Considering by a judgement of December 7, 2017 (n° 16/01013) that the dismissal did not contain correct grounds, the Paris Court of Appeal ordered the SA to pay him a compensation for injury of 1.6 million euros on the basis of article L225-61, paragraph 1 of the French Code of Commercial Law.

 

The judges found that the disappointed expectations of the former board member were based on unfulfilled promises of the incumbent President. The willingness to negotiate his departure was justified by the circumstances, as were the claims made to compensate him, as these were consistent with the prior commitments of the SA to him.

 

In the end, the decision to dismiss him did not follow the decision of the injured member to leave the company without a transitional period, but the refusal of the supervisory board to honor the contractual terms of a dismissal without just cause.

 


 

The triennial prescription of the action seeking responsibility of the corporate leader starts from the day of the harmful event, or from the day of its finding in case of dissimulation – The date of the placement in legal redress of a company seeking to engage the responsibility of a director for misconduct committed in the execution of its mandate as an administrator does not mark the default launching point of the limitation period for the action. This is the position the judges of the French Cour d’appel of Bourges held on May 7, 2015, before the commercial chamber of the Court of cassation censored them pursuant to articles L225-254 and L227-8 of the French Code of Commercial Law by a judgement of December 20, 2017 (n° 15-23.218).

 

In this case, the director of a French Société par actions simplifiée (SAS) which was in legal redress since November 2, 2011 was receiving a monthly remuneration for the fulfillment of his corporate mandate. On March 21, 2013, he assigned the SAS in payment of an amount equal to an unpaid portion of his remuneration.

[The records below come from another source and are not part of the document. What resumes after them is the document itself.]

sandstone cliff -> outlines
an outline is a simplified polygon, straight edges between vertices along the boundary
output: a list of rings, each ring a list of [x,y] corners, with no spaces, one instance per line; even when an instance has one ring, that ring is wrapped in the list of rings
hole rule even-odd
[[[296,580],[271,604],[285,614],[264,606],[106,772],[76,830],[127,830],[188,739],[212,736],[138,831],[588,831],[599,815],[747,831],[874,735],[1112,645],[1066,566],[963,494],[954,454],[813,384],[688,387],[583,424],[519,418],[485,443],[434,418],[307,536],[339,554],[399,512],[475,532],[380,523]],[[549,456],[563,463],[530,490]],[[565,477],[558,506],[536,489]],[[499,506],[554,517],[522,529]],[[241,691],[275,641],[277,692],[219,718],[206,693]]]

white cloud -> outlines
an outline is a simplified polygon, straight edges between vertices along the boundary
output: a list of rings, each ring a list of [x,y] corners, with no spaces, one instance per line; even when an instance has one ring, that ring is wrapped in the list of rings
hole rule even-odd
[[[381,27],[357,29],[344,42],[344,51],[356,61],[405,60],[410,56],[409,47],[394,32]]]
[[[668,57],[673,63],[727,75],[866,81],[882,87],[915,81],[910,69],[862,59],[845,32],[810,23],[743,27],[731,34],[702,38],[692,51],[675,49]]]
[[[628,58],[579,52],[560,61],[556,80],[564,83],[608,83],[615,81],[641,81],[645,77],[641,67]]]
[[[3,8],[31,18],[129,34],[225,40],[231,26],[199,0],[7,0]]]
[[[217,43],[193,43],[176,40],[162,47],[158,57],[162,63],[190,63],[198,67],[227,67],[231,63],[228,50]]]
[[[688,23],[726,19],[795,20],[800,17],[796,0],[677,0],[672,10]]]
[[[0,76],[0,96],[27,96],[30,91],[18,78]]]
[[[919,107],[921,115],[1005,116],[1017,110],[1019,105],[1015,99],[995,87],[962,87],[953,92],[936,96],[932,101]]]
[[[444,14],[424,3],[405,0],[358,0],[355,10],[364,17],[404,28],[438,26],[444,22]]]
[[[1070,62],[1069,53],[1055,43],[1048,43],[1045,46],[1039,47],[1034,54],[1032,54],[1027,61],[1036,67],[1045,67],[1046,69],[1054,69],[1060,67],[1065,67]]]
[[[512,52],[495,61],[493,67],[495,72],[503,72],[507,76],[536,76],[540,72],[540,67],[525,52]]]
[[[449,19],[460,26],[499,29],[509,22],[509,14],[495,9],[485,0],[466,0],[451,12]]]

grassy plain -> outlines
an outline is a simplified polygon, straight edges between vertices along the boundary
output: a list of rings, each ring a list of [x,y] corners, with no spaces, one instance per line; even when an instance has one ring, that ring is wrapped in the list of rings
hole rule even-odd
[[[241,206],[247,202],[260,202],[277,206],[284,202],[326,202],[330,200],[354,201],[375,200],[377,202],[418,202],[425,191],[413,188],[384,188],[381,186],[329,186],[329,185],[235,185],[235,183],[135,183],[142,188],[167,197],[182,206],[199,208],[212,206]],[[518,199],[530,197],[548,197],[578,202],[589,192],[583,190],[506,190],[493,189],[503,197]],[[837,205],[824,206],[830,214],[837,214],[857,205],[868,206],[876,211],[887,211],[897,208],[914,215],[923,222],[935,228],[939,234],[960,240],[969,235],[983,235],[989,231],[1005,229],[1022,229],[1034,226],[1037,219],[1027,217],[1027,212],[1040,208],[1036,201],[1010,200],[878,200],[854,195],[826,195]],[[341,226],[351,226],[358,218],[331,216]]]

In response, the defendant field a damage counterclaim for misconduct by the plaintiff in the performance of his duties as an administrator.

 

The judges of the merits dismissed the director before condemning him to the payment of damages up to the extent of his wrongful behavior. According to them, the responsibility of the director was not yet prescribed on the day the SAS filed its conclusions for responsibility, since a period of less than 3 years separated that date, which was prior to the judgement of May 6, 2014, from the opening of the collective insolvency proceedings on November 2, 2011. 

 

The judges of cassation reject this reasoning on the ground that it starts the period of the triennial prescription on the day of the launching of the collective procedure without having verified that it was indeed the legal starting point of the commission or the revelation (after concealment) of the harmful facts.